As a society whose name and purpose revolves around the field of data science, it seems fitting to take a step back and examine data science itself. What constitutes this degree and this career? It might be ‘the sexiest job of the 20th century’, but sexy is hardly precise or specific, especially when the subject is an academic field rather than the aesthetic appreciation of the human (or non-human) body.
It’s a common question, but let’s ask it again: what is data science?
Imagine for a moment that you open your browser and type into your search bar the simple words “data science”. The page loads, the results pop up. You click on one site, then another. Before long, the number of tabs open has become unmanageable, and you, yourself, are slowly coming to the horrific realization that everyone is saying something a little bit different and little in contradiction with each other.
Data science is, to put it simply, slippery to pin down. Common consensus tells us it is the study of big data, and predictive as well as analytical statistics. We hear the words ‘machine learning’ thrown around, we know that it has something to do with modelling and algorithms. We are almost sure that the field intersects with almost every other field, that any business worth their salt would do well to employ a data scientist, and yet, when questioned on what the study of data science itself constitutes, more often that not our first response is hesitation.
Surrounded on all sides by synonymous fields, it slides between statistics and software, differentiating itself perhaps only by name rather than content. Certainly, the debate as to whether data science is an enlargement, subset, or separate altogether from the field of statistics is heated.
Part of what makes definition so nebulous is that data science is still in an emergent state. It resists definition because it has not been enacted enough to be defined. The sibling term ‘data analysis’ itself was coined only in 1962, while the term ‘data science’ itself appeared in 1996.
Why is this?
Clearly, data has existed before data science, and just as clearly ways to study data have developed in the histories of mathematics and science. It is, however, only recently in human history that we have the ability to record and draw value from the volume of data that requires, and perhaps defines, data science. Behaviour, practices, everything we do now leaves a mark of data, constructing a picture that requires the interpretation of the data scientist. Arguably more importantly, data has gone from static to responsive. The instant processing of data, and the feedback loop that produces where consumers ‘speak’ as it were, to enterprises, through data, elevates the importance of data processing and analysis.

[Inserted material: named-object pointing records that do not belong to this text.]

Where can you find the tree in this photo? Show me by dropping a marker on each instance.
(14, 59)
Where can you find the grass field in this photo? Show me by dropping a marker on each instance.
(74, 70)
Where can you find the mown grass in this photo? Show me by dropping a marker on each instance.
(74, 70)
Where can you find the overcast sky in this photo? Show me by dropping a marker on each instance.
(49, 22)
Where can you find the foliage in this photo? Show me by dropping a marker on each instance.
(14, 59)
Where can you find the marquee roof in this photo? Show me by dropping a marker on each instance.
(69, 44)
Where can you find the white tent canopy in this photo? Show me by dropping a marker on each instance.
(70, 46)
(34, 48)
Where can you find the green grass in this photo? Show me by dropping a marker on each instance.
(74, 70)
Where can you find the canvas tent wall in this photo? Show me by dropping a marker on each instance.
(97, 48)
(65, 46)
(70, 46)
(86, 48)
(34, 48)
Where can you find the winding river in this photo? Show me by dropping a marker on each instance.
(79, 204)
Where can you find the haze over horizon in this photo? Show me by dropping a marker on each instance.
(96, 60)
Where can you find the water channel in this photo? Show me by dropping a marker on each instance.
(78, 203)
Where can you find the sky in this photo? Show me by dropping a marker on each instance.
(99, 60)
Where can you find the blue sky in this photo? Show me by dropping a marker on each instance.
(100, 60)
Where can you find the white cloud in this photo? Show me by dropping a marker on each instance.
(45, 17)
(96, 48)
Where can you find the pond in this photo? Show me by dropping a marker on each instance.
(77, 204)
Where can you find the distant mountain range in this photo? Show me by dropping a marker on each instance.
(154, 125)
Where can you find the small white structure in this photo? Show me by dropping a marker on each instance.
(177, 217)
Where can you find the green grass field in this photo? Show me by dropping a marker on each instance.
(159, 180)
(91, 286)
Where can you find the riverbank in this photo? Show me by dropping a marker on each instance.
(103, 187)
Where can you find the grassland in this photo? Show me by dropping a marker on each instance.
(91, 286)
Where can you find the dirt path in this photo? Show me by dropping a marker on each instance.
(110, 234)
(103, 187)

But what does it even mean?
Even the most enthusiastic proponents for the term ‘data science’ will concede that it is hazily defined at best. The term is at once specific and broad, and seems to be trying to capture a career emerging in the industry rather than involve itself in the process of its creation. As Harlan Harris writes in “Data Science, Moore’s Law, and Moneyball”: “’Data Science’ is defined as what ‘Data Scientists’ do.” This tells us effectively nothing, apart from the fact that the doing comes before the defining. In fact, perhaps this whole foray into definition is just a long, rather tedious and purposeless game of catch-up, a linguistic exercise in categorisation that serves only to confuse rather than clarify.
But this explanation is hardly satisfactory, especially when we consider that data science is not new, or at least is blurry in the sense of what exactly about it is not borrowed from pre-existing disciplines. If it’s not new, then why the renaming? Are we in fact recursively defining, as some would suggest, the field of statistics with the more attractive, contemporary name of data science? Are we simply putting a sexy sticker on an ancient hood?
Perhaps not, although there is certainly vast overlap between data science and other fields. However, there’s no denying that there is something new in data science, something about the career path that is eclectic and targeted towards specific issues of the age.
One might propose that data science’s newness lies primarily in the broadness of its discipline and the specificity of its subject matter. It is, as UNSW itself proudly presents, ‘interdisciplinary’, combining fields that have traditionally been neighbours into a single entity. It squashes the metaphorical sandwich of business, mathematics and computer science into a flat plane, or a disgusting lunch.
But its subject matter, the study of and extraction of information from data, big data, is more limited than any of these disciplines might cover by themselves. It casts a wide net upon a small boat, being a sort of Frankenstein’s monster pulled from the living bodies of other fields. The originality of the subject lies perhaps in the direction of its purpose and the broadness of its toolset, but the tools itself, and even the purpose upon deconstruction, are pre-constructed rather than freshly built. Then again, this is not an indictment. In a somewhat apt comparison, as Isaac Newton ‘stood on the shoulders of giants’, data science hinges and grows on the work of its predecessors. The only difference is that Newton was a sequel while data science is more of an offshoot that branched into its own tree.
So what am I meant to take from this?
Rather than tying ourselves in knots over the definition of data science, or falling into poststructuralist anxiety over the relativity of language, perhaps it is better for everyone to simply focus on the practical. Data Science, whatever it is defined as, cannot escape being what the data scientist does. Its meaning for each individual will sharpen as they enter into their niche in this confusing, vast field. Besides, isn’t there something magical about it all - that in the practice of data science, we are in fact, constructing it?